La « valeur travail » serait plutôt de droite, le « partage du temps de travail », et donc la générosité, plutôt de gauche. Le courage, l’effort et même « la France qui se lève tôt » seraient plutôt de droite, le partage des gains par une meilleure répartition permettant une augmentation des salaires et du niveau de vie même sans augmentation des profits serait plutôt de gauche. Travailler plus pour gagner plus serait de droite. Mieux répartir la richesse pour mieux vivre ensemble serait de gauche.

5. Conclusion

Le tableau ci-dessous récapitule sommairement les valeurs des uns et des autres :

Gauche

Droite

1789

Egalité

Ordre social

1793

Solidarité républicaine

Responsabilité individuelle

1929

La main visible de l’Etat
Keynes, synthèse néo-classique

La main invisible du marché
Smith, Hayek, Friedman

1991

Partage du temps de travail

« Valeur travail », courage, effort…

Bien souvent, ces valeurs deviennent des idoles, des fins en elles-mêmes. En tant qu’êtres humains, nous sommes tentés de chercher notre secours dans l’efficience du marché, l’interventionnisme de l’Etat, la maximisation de la liberté des individus, le bien-être matériel, la grandeur économique de la Nation ou encore la poursuite perpétuelle de la croissance. Aucun de ces motifs n’est mauvais en soi, mais chacun d’eux peut devenir une idole, y compris pour les chrétiens.

II. La nouvelle idéologie mondiale impose, elle aussi, des idoles qu’il faut démasquer

Si, au niveau des paroles, la droite et la gauche de gouvernement veulent se démarquer l’une de l’autre, il n’en demeure pas moins que l’économie de marché est perçue comme la seule option viable : There Is No Alternative. A bien des égards, l’économie de marché n’est pas une solution très satisfaisante, mais elle est, nous semble-t-il, la seule solution possible. La fin de l’Histoire envisagée par Fukuyama paraît inéluctable : le dernier homme sera certainement mondialiste, capitaliste, libéral et démocrate.

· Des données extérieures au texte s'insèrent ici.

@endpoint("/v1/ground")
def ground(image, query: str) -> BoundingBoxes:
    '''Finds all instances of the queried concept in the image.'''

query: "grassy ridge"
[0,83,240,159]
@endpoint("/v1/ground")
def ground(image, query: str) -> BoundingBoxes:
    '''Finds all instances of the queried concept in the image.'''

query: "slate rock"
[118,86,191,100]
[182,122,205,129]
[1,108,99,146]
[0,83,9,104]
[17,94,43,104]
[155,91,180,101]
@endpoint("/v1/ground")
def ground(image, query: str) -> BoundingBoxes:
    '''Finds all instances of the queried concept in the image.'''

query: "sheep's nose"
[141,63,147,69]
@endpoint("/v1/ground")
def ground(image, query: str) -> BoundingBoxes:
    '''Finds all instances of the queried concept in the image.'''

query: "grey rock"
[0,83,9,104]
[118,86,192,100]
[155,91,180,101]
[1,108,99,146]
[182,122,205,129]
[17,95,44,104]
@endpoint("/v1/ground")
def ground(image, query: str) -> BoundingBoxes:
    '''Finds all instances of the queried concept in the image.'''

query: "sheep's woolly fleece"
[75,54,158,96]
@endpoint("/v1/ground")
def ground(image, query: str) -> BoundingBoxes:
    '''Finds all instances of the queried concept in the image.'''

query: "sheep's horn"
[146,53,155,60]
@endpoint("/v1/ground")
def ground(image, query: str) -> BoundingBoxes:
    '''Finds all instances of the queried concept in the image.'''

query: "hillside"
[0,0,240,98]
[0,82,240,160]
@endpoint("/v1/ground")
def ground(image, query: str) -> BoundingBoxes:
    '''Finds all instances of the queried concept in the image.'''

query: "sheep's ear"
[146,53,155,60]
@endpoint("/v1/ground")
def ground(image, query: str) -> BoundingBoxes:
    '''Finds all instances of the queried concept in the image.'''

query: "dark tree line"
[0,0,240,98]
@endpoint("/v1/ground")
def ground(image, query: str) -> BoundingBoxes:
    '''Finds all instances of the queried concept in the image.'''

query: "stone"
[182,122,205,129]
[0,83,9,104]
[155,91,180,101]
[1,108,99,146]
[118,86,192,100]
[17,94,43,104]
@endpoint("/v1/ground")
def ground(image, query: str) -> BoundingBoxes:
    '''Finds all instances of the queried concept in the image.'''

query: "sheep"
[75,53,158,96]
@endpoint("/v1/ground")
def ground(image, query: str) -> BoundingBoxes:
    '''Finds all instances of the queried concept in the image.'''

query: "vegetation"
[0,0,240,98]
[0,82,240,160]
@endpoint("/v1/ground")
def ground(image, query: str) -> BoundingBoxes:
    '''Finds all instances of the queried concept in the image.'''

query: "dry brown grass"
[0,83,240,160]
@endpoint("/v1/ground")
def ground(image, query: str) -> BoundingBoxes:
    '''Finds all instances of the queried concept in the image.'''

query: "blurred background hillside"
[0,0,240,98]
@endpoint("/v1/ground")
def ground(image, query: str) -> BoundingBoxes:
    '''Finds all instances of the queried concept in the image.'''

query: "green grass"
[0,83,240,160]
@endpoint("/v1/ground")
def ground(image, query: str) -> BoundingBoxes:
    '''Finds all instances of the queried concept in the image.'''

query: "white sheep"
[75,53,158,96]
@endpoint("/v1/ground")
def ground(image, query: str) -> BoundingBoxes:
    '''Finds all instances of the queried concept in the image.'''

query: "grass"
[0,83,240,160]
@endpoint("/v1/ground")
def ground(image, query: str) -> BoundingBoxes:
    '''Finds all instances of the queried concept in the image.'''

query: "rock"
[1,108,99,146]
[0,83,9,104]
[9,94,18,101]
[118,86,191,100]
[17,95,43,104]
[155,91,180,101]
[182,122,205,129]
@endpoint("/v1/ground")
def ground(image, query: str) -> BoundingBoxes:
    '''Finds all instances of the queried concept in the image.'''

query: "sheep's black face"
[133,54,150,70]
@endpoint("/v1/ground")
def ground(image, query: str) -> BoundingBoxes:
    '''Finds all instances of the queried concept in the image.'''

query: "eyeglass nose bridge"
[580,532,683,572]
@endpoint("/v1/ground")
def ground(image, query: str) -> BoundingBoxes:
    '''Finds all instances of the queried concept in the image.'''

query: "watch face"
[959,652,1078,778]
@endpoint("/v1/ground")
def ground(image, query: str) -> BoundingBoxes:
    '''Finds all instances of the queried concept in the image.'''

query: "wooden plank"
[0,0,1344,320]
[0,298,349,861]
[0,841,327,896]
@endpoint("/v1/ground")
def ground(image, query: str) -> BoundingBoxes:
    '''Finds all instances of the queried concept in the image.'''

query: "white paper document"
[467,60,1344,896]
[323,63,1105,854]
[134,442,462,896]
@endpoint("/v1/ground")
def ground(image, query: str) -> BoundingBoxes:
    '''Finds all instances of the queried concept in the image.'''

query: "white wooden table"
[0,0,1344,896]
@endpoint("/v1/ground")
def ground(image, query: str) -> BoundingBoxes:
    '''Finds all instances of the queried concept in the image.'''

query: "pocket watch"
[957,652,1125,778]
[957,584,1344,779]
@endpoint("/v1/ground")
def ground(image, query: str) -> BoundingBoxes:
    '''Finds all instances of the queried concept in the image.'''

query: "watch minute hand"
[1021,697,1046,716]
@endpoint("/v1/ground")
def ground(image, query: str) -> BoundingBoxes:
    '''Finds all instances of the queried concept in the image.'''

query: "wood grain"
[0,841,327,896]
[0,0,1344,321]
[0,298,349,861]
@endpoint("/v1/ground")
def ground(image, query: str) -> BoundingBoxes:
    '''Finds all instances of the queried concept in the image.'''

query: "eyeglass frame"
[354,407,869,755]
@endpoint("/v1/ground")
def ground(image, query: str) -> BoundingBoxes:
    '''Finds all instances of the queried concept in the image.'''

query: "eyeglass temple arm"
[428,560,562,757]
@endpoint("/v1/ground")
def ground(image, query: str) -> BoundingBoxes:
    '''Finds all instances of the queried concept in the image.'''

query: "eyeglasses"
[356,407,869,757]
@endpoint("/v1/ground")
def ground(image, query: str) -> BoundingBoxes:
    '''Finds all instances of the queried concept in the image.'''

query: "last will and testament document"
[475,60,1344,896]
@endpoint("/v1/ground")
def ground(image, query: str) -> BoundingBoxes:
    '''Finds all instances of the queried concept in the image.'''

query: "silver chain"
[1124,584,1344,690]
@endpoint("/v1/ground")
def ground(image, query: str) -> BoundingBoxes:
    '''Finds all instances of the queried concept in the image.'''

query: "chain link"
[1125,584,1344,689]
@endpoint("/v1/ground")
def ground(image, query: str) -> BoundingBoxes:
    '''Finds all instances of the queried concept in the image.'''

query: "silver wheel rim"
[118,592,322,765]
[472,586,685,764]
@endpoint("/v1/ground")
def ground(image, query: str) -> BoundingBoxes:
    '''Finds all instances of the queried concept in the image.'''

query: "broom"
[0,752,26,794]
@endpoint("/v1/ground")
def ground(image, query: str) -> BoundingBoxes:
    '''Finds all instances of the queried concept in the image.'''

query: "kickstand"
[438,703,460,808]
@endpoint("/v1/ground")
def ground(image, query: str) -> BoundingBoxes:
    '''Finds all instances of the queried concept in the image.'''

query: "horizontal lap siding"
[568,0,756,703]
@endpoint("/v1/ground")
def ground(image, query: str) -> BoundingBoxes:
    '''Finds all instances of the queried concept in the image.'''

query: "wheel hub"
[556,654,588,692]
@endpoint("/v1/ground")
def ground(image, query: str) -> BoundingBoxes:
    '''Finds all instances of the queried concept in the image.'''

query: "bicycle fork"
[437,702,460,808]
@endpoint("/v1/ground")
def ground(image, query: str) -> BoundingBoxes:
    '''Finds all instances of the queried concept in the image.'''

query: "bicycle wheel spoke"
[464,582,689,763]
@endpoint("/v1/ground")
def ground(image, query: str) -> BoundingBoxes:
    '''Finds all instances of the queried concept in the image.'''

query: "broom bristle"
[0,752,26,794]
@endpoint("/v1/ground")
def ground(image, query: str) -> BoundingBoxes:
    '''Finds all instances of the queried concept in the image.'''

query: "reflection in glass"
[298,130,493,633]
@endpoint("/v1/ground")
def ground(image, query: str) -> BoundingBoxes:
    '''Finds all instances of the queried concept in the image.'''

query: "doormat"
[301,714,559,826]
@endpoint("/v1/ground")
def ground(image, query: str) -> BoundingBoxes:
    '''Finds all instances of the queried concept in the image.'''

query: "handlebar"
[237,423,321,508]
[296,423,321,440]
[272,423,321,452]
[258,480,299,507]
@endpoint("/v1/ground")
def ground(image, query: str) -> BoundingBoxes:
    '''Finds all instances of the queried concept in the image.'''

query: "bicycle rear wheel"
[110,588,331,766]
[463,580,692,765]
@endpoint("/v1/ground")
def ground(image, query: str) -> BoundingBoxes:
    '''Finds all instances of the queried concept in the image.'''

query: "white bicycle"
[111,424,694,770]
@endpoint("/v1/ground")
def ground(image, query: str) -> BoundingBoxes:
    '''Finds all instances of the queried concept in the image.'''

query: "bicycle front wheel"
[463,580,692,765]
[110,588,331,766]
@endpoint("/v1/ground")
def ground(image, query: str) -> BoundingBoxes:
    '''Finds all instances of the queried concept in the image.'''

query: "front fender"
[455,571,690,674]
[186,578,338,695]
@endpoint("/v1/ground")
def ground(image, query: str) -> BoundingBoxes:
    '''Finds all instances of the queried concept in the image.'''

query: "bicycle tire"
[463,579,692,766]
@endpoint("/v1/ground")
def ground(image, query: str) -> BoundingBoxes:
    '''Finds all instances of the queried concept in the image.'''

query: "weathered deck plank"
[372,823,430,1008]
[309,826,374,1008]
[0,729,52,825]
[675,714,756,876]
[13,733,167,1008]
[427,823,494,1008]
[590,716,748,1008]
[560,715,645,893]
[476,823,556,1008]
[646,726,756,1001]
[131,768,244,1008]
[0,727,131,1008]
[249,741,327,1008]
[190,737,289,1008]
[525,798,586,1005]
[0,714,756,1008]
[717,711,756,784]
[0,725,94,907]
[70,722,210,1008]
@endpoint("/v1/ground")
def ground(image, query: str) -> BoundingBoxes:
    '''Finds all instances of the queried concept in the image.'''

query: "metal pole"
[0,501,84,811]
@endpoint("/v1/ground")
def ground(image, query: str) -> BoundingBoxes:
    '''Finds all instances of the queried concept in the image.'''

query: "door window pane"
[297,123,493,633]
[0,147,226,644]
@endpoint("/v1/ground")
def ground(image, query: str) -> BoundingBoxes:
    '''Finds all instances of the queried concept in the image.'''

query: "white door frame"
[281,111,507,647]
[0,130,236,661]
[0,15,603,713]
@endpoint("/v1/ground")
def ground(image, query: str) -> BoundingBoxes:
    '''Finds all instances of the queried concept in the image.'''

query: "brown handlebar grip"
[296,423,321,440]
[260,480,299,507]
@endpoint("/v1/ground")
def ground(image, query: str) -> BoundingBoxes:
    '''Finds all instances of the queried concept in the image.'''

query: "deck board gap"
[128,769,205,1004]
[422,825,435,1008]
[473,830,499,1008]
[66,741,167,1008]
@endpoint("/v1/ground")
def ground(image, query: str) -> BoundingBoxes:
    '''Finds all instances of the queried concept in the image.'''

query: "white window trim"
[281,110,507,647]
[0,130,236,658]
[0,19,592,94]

Dans cet article, il me faut remettre en cause cette vision des choses, cette nouvelle idéologie mondiale. Non, Monsieur Fukuyama, ce que vous nous présentez n’est pas la fin de l’Histoire ! Il n’est pas raisonnable de dire qu’il n’y a pas d’autres solutions : tout autour du monde, et surtout hors de l’Occident, s’élèvent des voix pour crier qu’il existe des milliers d’autres alternatives ![17] [17] 

Même si ces solutions existent, nous sommes cependant souvent pris dans la confusion générée par l’absence de discours alternatifs clairement identifiés[18] [18]. C’est pourquoi il nous faut examiner les ressorts de la nouvelle idéologie mondiale et en dénoncer les idoles. Son analyse est restreinte ici à l’explication de trois concepts : l’humanisme, l’individualisme et l’économisme.

1. L’humanisme réduit l’horizon de l’humanité à elle-même

Le compromis libéral interventionniste qui domine aujourd’hui le monde est résolument moderne. Il est héritier de l’humanisme de la Renaissance qui reprit à son compte l’aphorisme de Protagoras, suivant lequel « l’homme est la mesure de toute chose ». La primauté de l’homme, l’homme au centre : certains accents du discours humaniste sont congruents avec ceux du discours chrétien sur la dignité de l’homme créé en tant qu’image de Dieu. Mais, pour l’humanisme, l’homme est aussi lui-même la solution. Ainsi, l’humanisme est une forme d’idolâtrie, celle de l’homme sans Dieu qui se sauve lui-même et qui construit toujours à nouveau la tour de Babel, afin de se faire un nom sous le soleil.

2. L’individualisme réduit la société à la somme des individus qui la composent

L’homme est au centre et, plus précisément, l’individu compris de manière atomiste comme l’unité de base de la société. La démocratie libérale est pleinement acquise à l’individualisme de la Révolution française, avec sa liberté contractuelle, sa liberté d’entreprendre, son égalité des citoyens devant la loi et son état de droit. Dans cette perspective, la société est réduite à la somme des individus qui la composent. L’individu tend à acquérir toujours plus de libertés, de droits qui comblent les ruptures d’égalités entre les individus. Ce qui importe, c’est le bonheur de chacun pris isolément. La maximisation du profit des particuliers est égale – ou presque – au bien-être de la société, une société fondée sur l’égoïsme de chacun de ses membres.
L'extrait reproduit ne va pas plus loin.